As the marker is representing at 0 ms, I would like to know if there is the possibility in Brainstorm that the first 100 ms as pre-stimulus, is included in epoched data? ( because each trial was coded and defined -100 to 1600 ms, before importing to BS) , so in that case, I have to find the latency of ERP component from 100 ms( instead of 0 ms)
Convert your events to simple events, then you'll be able to epoch them the way you want.
I have defined stimuli events and response events. Response events are inside the duration of stimuli events ( 400 ms after onset of stimuli). I would like to know if this partially overlapping of two events can be detected separately in Brainstorm?
Look at the processes in the Events category, they are all documented in the option window when you select them in the process editor. With "Detect multiple responses", "Combine stim/response" or "Group by time", you should be able to find a way to do what you want.
Dear Francois
Thank you for your suggestions.
1)Can you explain me what is the advantages of "combine stim/response " relates to two separate events that is defined by onset and duration?
2) Does partially overlapping of stim and response have any effect on ICA ?
Best regards
Mona
Sorry for the response delay.
Have you figured out the answers to your questions?
Hello Francois
Thanks for caring issues from all of your software's users.
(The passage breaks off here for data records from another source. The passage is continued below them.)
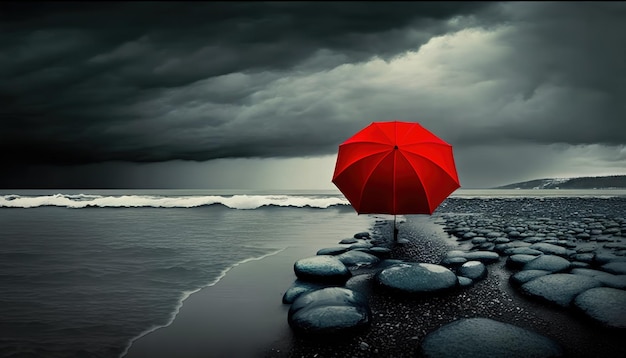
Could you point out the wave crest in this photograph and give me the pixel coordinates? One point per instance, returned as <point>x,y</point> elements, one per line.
<point>77,201</point>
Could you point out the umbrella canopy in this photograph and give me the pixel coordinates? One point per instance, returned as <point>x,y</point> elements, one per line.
<point>395,168</point>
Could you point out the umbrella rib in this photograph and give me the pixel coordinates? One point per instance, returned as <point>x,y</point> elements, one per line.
<point>425,142</point>
<point>369,176</point>
<point>420,178</point>
<point>425,158</point>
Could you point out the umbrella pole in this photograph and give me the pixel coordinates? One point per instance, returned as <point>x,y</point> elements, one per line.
<point>395,230</point>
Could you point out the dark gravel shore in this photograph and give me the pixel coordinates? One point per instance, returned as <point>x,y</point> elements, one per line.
<point>399,324</point>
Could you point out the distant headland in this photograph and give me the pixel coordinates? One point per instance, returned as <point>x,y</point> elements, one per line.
<point>601,182</point>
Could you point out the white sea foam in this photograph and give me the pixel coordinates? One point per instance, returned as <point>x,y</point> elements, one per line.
<point>77,201</point>
<point>186,295</point>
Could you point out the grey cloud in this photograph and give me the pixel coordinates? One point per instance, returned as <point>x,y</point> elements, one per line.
<point>77,79</point>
Unfortunately, no; and if you may guide me, it would help me a lot to know the reason for what I am doing!
1)Can you explain me what is the advantages of "combine stim/response " relates to two separate events that is defined by onset and duration?
I'm sorry, I don't understand your question.
Can you please describe precisely what you have trouble doing? Please include screen captures of 1) what your signals and events look like, 2) the options of the processes you've been trying so far, 3) the current output you obtain together with the explanation of why it doesn't satisfy you.
Does partially overlapping of stim and response have any effect on ICA ?
Do you mean that you have inter-stimulus interval that its too short and you don't know how to process your signals?
Ideally, the ICA would give you orthogonal spatial components that are uncorrelated in time. The entire experimental design and the quality of the recordings influence what an "independent component" will be. So everything impacts the ICA...
If your experiment is poorly designed and the next stim is present while the previous one is still being processed (for the latencies you are interested in), there is no signal cleaning technique that can help you fix this.